Head to the Minara Masjid and Muhammadali Road in Mumbai for a real feel of Iftar brotherhood. The place is one of the busiest in the country where thousands converge to break their fast and enjoy a great deal of open-hearted camaraderie. The place has a tradition of tolerance and belonging.
The masjid in Mumbai is one of Islam’s oldest places of worship in India. The mosque and the streets are steeped in the history of several centuries. The whole place gets lit up several days ahead of the Ramadan. Lamps of all hues brighten up the mosque and the streets. When the mosque usually wears a sober look on all days, with only a few faithful lining up for prayers, it chokes on believers and friends when the season of fasting begins. Minara Masjid is so revered a place that folks from other states descend on the place in hordes to take part in Ramadan prayers once the fasting begins.
Traders and cooks whip up all the stuff up their sleeve to feed the hundreds who come to partake of the delicious food. Some come early in the evening to buy food with which to break the fast, while others are happy to sit by the mosque and enjoy breaking their fast. Minara Masjid knows no caste or class difference. Students, job-seekers, the employed and the blue-collared blend and bond over prayers and food. What draws the crowds is not only Minara Masjid’s piety but also the fame of the myriad varieties of food sold on the streets. The magic of the streets lies in the fact that they serve Iftar food of your choice. You only have to name it. Most of the delicacies were born and polished up in Minara Masjid’s streets. That’s why the food here is so special.
The aromas of a thousand dishes fill the air along with the smoke that whiffs out of the small thattukadas. With vendors shouting out their ware, you are easily lost in the sights and smells of Minara Masjid’s food streets. Chicken kebab, kebab pav, mirchi bhajia, kheema parotta, rumal roti, faluda, samosa, chicken rolls, carrot halwa, maalpoha…..the list is endless.
The place is a beehive of activity from noon to the wee hours of the day. But a few moments before the fast is broken, the place comes to a moment’s standstill. It then bursts into a flurry of activity with hundreds lining up the place inside the mosque and the streets waiting to dig into their favorite dish.

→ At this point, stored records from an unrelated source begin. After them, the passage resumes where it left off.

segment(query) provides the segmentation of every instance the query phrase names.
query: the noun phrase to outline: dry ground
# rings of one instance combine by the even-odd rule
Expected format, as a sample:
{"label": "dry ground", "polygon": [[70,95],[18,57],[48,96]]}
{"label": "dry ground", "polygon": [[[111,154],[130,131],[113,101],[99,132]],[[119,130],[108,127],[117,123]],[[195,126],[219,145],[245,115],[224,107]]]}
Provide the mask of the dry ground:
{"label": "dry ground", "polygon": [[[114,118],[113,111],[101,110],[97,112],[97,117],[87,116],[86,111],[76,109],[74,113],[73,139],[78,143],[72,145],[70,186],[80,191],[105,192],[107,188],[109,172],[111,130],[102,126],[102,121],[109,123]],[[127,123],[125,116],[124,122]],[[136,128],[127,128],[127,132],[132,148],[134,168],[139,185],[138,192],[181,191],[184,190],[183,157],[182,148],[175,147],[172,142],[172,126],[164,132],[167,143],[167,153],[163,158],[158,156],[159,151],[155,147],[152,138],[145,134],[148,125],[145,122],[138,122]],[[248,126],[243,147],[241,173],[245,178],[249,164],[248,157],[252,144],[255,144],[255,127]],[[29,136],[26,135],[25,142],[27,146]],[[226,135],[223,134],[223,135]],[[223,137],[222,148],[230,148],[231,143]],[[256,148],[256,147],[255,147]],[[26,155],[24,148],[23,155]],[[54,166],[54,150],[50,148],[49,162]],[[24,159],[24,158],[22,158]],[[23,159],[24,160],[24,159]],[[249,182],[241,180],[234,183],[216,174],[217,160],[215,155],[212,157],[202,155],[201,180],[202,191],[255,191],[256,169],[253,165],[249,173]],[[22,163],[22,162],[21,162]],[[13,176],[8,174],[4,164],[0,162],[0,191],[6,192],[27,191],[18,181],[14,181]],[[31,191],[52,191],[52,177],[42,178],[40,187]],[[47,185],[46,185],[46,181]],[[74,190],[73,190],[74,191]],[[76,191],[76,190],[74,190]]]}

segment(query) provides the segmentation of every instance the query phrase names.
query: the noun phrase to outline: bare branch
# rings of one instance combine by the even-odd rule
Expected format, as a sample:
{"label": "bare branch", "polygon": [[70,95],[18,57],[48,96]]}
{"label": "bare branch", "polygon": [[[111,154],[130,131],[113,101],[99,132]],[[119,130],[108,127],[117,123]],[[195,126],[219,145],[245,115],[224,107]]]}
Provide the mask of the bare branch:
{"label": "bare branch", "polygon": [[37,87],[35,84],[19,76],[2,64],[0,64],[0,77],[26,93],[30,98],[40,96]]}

This is a sight to watch. It’s truly a picture of unity in diversity, when people of all faiths rub shoulders and sit down to sup together. The rich and the poor, the lowly and the lofty are all alike here as they wait for the muezzin’s call to end the day’s fast. Steeped in tradition and piety, the faithful break the fast and partake of the Iftar food. Hoteliers serve food for free to those waiting outside. After all, the spirit of Ramadan lies in sharing and giving.